A number of technology bellwethers are starting to find their
footing, from networking giant Cisco Systems Inc. (CSCO) to
computer maker Dell Inc. (DELL). Most recently, Intel Corp. (INTC)
lifted its third-quarter revenue estimates on surprisingly strong
demand. The need for upgrades in the coming months is seen as
another catalyst for spending. Taken together, they paint the
picture of a stabilizing environment, which should give comfort to
investors.
"We're in for sustained improvement in their stock prices," said
Trip Chowdhry, an analyst for Global Equities Research. "We're in
for more comfort."
Tech shares have already been on a tear for the year but more
recently have lagged the broader market. Since the beginning of
August, the Standard & Poor's 500 index is up 5%, while the
Nasdaq Composite Index is up 3%.
Over the past five months, however, the Nasdaq has surged 61%,
while the S&P index advanced 51%.
"We've been pretty surprised at how resilient companies have
been," said Carl Howe, an analyst at research firm Yankee Group. He
noted the strength was driven on the continued need for wireless
and Internet spending despite the downturn.
A major boost in the coming months will be the push to upgrade
to the next version of Microsoft Corp.'s (MSFT) Windows operating
system. The need to change up the software will require
corresponding hardware upgrades, benefiting a number of tech
companies.
Earlier Friday, Intel raised its third-quarter revenue forecast
to $9 billion, plus or minus $200 million, compared with its prior
projected range of $8.1 billion to $8.9 million. Late Thursday,
Dell executives expressed optimism about renewed spending, echoing
earlier comments from Hewlett-Packard Co. (HPQ) and Cisco.

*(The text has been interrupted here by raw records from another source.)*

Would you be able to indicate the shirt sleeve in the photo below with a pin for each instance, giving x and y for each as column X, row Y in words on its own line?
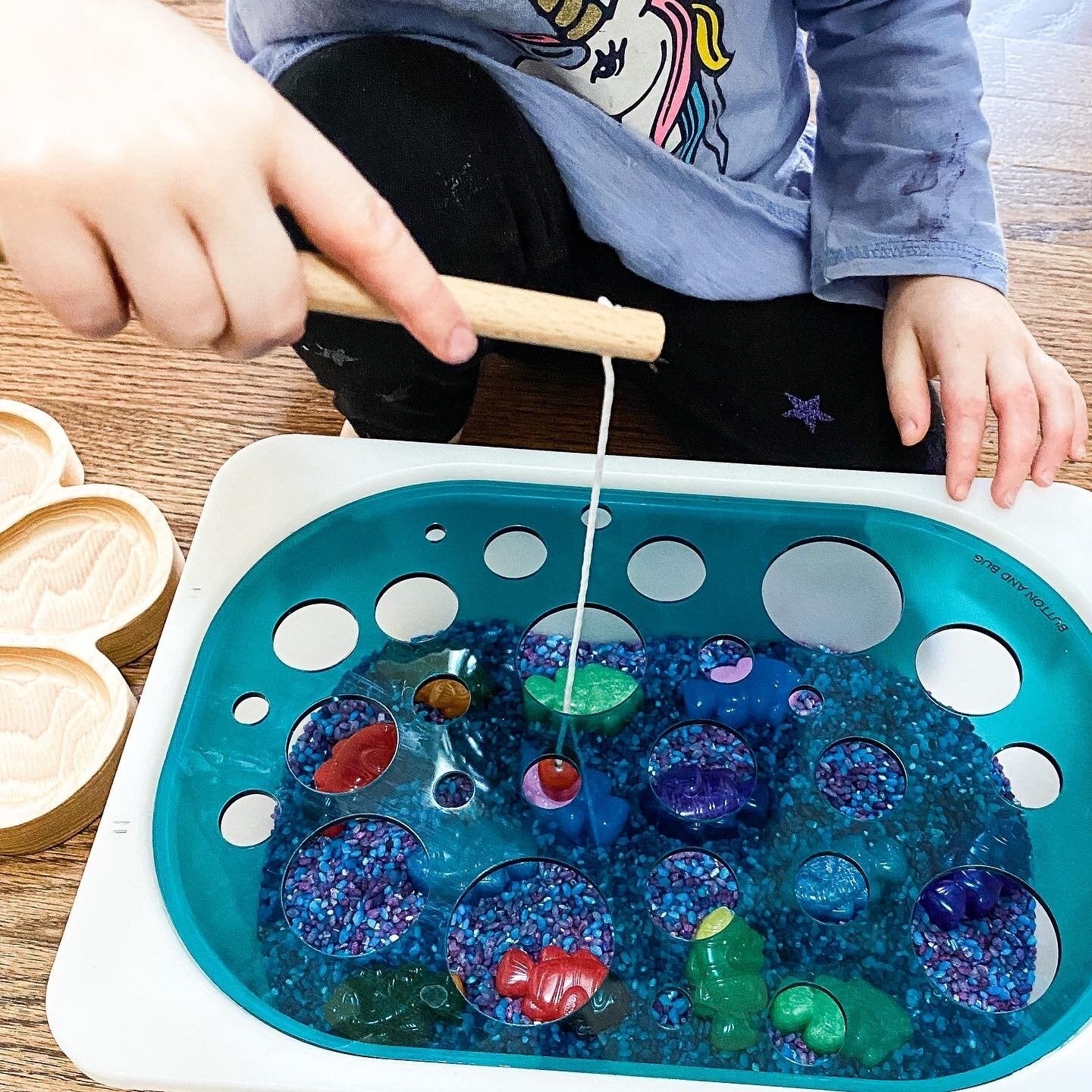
column 901, row 183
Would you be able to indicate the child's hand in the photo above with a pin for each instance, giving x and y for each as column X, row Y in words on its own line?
column 140, row 165
column 969, row 335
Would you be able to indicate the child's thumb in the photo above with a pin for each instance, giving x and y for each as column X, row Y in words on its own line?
column 352, row 224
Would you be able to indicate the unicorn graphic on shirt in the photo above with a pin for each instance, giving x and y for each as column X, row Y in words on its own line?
column 651, row 64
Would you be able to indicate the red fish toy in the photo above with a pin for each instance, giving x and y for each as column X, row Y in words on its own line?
column 556, row 987
column 359, row 759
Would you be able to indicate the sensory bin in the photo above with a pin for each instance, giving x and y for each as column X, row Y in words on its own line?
column 742, row 856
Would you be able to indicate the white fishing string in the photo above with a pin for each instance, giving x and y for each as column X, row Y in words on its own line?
column 593, row 519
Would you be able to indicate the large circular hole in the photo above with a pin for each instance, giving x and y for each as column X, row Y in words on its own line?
column 551, row 782
column 985, row 940
column 1027, row 776
column 514, row 554
column 690, row 889
column 248, row 819
column 833, row 595
column 530, row 942
column 343, row 744
column 610, row 657
column 314, row 637
column 416, row 607
column 701, row 771
column 968, row 670
column 667, row 570
column 833, row 889
column 807, row 1025
column 355, row 886
column 861, row 778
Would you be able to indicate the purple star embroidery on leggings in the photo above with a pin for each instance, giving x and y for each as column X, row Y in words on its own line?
column 806, row 410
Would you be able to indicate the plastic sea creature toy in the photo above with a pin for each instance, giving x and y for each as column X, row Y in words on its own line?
column 761, row 697
column 394, row 1006
column 963, row 895
column 359, row 759
column 724, row 969
column 604, row 698
column 556, row 987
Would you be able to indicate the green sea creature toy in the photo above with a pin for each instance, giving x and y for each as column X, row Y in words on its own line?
column 603, row 698
column 394, row 1006
column 724, row 969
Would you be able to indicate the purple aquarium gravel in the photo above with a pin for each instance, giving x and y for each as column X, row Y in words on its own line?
column 987, row 963
column 528, row 905
column 314, row 736
column 861, row 779
column 349, row 890
column 687, row 886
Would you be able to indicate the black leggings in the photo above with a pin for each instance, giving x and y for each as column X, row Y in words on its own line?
column 793, row 380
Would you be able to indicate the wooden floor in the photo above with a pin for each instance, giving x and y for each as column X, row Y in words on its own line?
column 164, row 423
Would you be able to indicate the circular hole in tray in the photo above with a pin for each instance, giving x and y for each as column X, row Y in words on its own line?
column 833, row 595
column 355, row 886
column 315, row 635
column 551, row 782
column 667, row 570
column 861, row 778
column 1027, row 776
column 530, row 942
column 807, row 1024
column 968, row 670
column 416, row 607
column 610, row 659
column 831, row 888
column 603, row 516
column 453, row 789
column 250, row 708
column 342, row 744
column 672, row 1007
column 805, row 701
column 985, row 940
column 444, row 698
column 701, row 771
column 248, row 819
column 688, row 893
column 514, row 554
column 725, row 659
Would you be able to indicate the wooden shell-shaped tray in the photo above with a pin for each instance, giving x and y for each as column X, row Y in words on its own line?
column 86, row 576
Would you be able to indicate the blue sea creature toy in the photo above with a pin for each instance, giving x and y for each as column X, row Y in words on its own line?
column 761, row 697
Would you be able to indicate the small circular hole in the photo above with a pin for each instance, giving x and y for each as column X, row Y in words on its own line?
column 248, row 819
column 551, row 782
column 861, row 778
column 833, row 889
column 1027, row 776
column 514, row 554
column 250, row 709
column 454, row 789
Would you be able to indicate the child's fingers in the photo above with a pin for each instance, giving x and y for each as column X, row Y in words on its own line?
column 1057, row 426
column 1015, row 403
column 908, row 384
column 349, row 221
column 62, row 263
column 257, row 268
column 963, row 401
column 166, row 273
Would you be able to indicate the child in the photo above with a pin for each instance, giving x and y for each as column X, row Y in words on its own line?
column 652, row 151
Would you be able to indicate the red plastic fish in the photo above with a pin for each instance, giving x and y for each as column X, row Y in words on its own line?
column 554, row 987
column 359, row 759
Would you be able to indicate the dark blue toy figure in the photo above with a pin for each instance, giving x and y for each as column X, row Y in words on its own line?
column 965, row 895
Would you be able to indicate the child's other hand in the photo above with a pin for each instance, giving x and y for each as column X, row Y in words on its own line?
column 968, row 335
column 140, row 168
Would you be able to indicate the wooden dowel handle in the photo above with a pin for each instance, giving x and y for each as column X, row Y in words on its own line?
column 516, row 315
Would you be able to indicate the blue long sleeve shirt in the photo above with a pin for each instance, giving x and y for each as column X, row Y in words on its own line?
column 680, row 128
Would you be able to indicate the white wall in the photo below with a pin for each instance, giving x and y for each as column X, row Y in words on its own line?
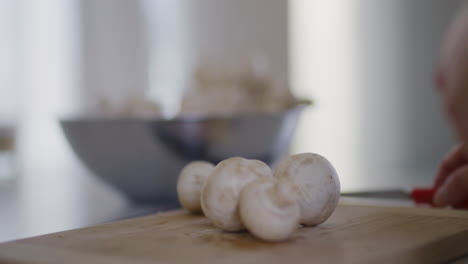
column 368, row 64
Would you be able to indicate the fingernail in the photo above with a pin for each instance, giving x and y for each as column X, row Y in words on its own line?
column 440, row 198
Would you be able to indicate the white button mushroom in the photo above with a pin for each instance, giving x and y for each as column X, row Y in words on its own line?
column 220, row 195
column 318, row 183
column 190, row 183
column 269, row 210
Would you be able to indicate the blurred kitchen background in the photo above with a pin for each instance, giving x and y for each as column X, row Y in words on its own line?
column 366, row 64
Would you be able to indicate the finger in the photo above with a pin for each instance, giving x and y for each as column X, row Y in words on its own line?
column 454, row 190
column 453, row 160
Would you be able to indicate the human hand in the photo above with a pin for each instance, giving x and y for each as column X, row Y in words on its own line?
column 452, row 81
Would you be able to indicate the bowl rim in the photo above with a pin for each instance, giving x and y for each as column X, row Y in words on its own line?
column 195, row 117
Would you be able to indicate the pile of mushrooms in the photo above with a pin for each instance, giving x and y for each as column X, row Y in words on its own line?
column 239, row 194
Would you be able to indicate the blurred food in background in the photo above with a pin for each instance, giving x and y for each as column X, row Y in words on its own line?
column 248, row 88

Intel rose 4.8% to $20.40 in recent trading; Dell rose 4.3% to
$16.35; Microsoft rose 1.6% to $25.07; and Cisco rose 1.1% to
$22.13. Shares of Intel rival Advanced Micro Devices Inc. (AMD)
gained 5.2%, while analog chip maker Texas Instruments Inc. (TXN)
rose 2.2%.
Microsoft stands to benefit since more companies will be
upgrading to Windows 7 versus those that held off moving to the
troubled Windows Vista operating system. Because many companies
skipped the last upgrade, their equipment is due for an overhaul,
Chowdhry said, adding he believes business spending will drive the
tech companies.
The need for equipment upgrades will also greatly benefit Intel,
which will also likely see an upgrade cycle driven by sales of
Apple Inc. (AAPL) computers using its chips. While PC makers will
see a boost, they're still bogged down by a number of cheaper
competitors.
Other technology companies that will see a relatively strong
lift are Arm Holdings Plc (ARMH), which will benefit from
increasing demand in so-called smartbooks, Sybase Inc. (SY), which
is tied into mobile messaging services and programs in the business
world, and VMWare Inc. (VMW), which is the main driver of the move
to virtualized data centers.
Apple, meanwhile, will see gains on both the computer and mobile
side. The company's new operating system, dubbed Snow Leopard, will
require hardware upgrades. It also recently struck a deal with
China Unicom Ltd. (CHU) to bring its iPhone to China, tapping into
a huge new market.
Apple shares rose 0.5% to $170.33; Arm rose 2% to $6.48; Sybase
slipped 0.3% to $35.04; and VMWare rose 2.5% to $35.86.